Table relationships are divided into several types: 1. One-on-one relationship requires a primary key table, a foreign key table, the data existing in the primary key table, the foreign key table can be added, and it is actually the primary key, such as: primary key In the table ID is 1, 2, 3, the ID can only be 1 or 2 or 3 in the outer key table, and data not not in the primary key table cannot be added. And cascaded or delete data. Second, a pair of multi-relations in this relationship, the rows in Table A can have many match lines in Table B, but the rows in Table B can only have a match in Table A. For example, the Publishers table and Titles table are a couple of relationships: Each publisher can publish many books, but each book can only have one publisher. (Individual Understanding: The Pub_ID in the main table publishers is the primary key, so there can be only one match.
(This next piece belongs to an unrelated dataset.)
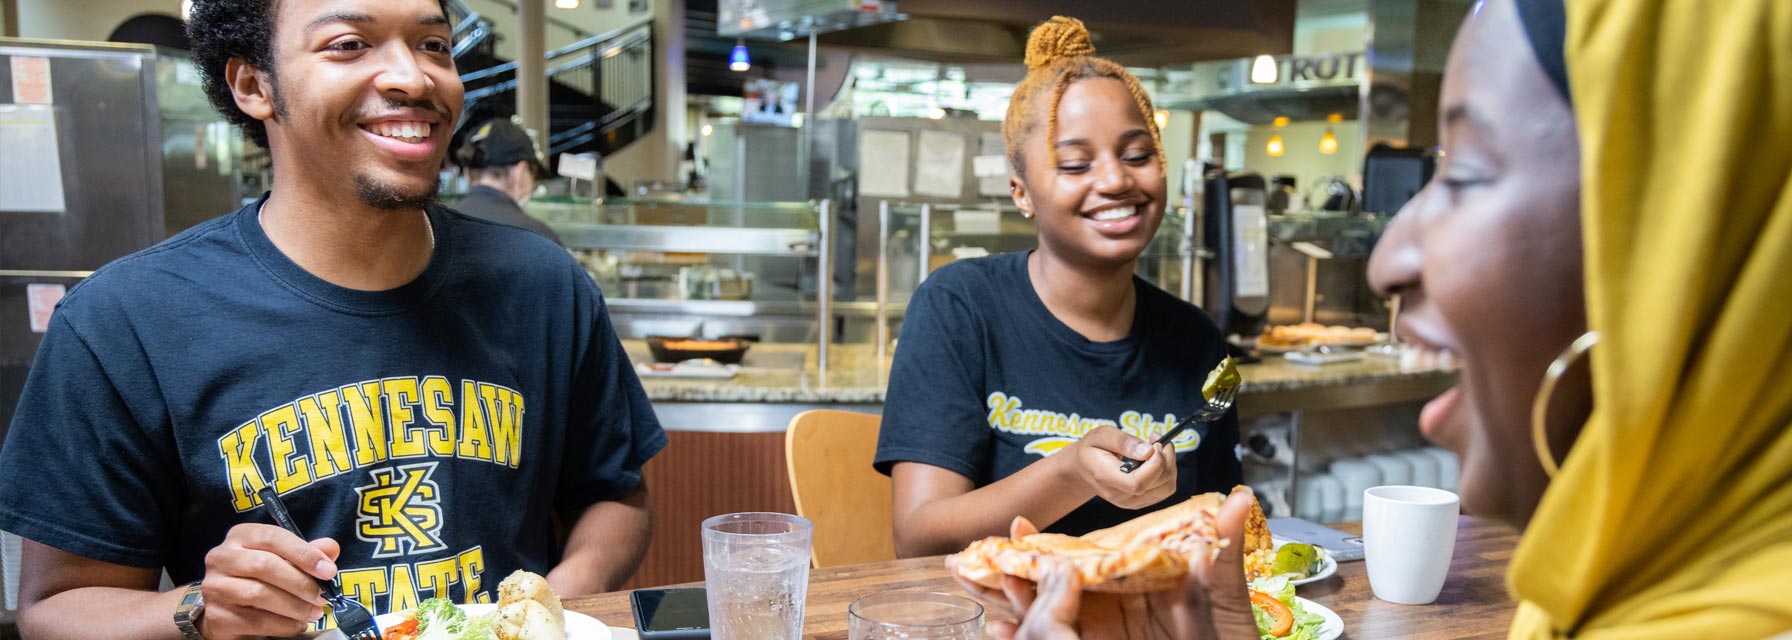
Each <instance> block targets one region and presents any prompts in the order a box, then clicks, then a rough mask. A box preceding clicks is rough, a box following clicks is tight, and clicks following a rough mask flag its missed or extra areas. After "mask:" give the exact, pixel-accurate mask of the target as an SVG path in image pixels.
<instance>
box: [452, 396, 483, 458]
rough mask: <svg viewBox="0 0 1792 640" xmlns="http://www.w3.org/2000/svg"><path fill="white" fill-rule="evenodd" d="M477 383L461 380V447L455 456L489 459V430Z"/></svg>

The PUB_ID in the outer key table is not a primary key, so there can be a lot of rows). Three, more and more relationships in multiple relationships
In, a line in Table A can match multi-line in Table B, and vice versa. By definition
Connection table
A third party table creates such a relationship that the primary key of the connection table includes the foreign key in Table A and Table B. For example, the Authors table and Titles tables are multi-to-many relationships, which is defined by a pair of multi-relationships from each table in these tables. The primary key of the TitleAuthors table consists of a AU_ID column (the primary key of the Authors table) and the title_id column (the primary key of the Titles table).